В комнате было теплее, и Нострадамус заметил, что дрожь, которая била девушку весь путь сюда, стала понемногу пропадать.
– Я велю фрейлинам сделать тебе чай. Ты согреешься, переоденешься и ляжешь спать, ― сказал мужчина, и дочь королевы кивнула. Нострадамус встал, и Серсея украдкой оглядела комнату. Новое белье, чистый пол ― ничто не указывала на то, что тут произошло несколько часов назад.

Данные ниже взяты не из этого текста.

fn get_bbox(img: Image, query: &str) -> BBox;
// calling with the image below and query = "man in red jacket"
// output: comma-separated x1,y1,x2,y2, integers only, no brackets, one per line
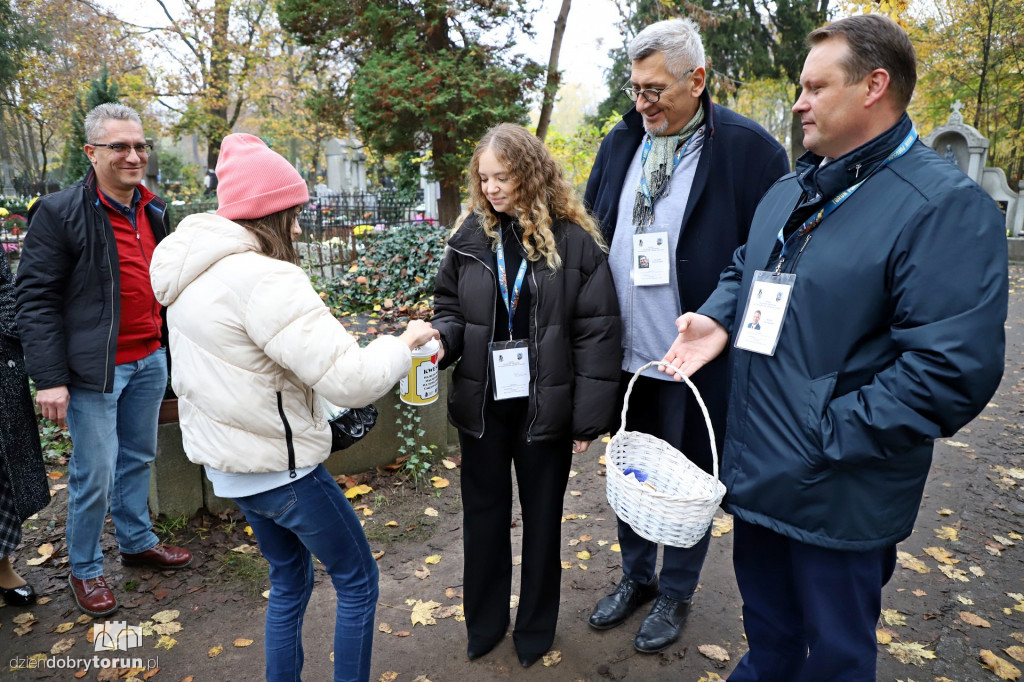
17,103,191,616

Пока ей делали чай, Камила помогла принцессе умыться теплой водой, капнула немного мятных духов за уши, чтобы приятный запах обволок сознание, сняла все украшения, в которых вчера заснула девушка, переоделась в ночную рубашку. Руки у Камилы были тёплые, а движения плавные и мягкие, и Серсея снова почувствовала, как её клонит в сон.
Нострадамус сидел чуть поодаль и приблизился только когда другая Камила принесла чай. Он обвел пальцами отпечаток ожерелья на шее, который впился в нежную кожу, пока девушка спала.
– Туда добавили немного боярышника, для успокоения, ― сказал Камила шепотом, и Нострадамус кивнул, после чего фрейлина плотно закрыла шторы и вышла. Серсея пила медленно, и, кажется, всё ещё была немного не в себе.
– Я не должен был так тебя пугать, ― извиняющимся тоном произнес мужчина, поглаживая девушку по спутанным, мягким волосам. Но Серсея посмотрела на мужа серьезно, своими зелёными, почти змеиными глазами. Её тонкие пальцы робко, почти не касаясь, скользнули по неровному шраму на шее, и королевская кобра покачала головой:
– Я рада, что ты, несмотря на всё, пришел ко мне.
Нострадамус усмехнулся и уткнулся носом ей в висок. Коснулся губами золотистой пряди.
– Кроме тебя, мне некуда идти. И никуда не хочется.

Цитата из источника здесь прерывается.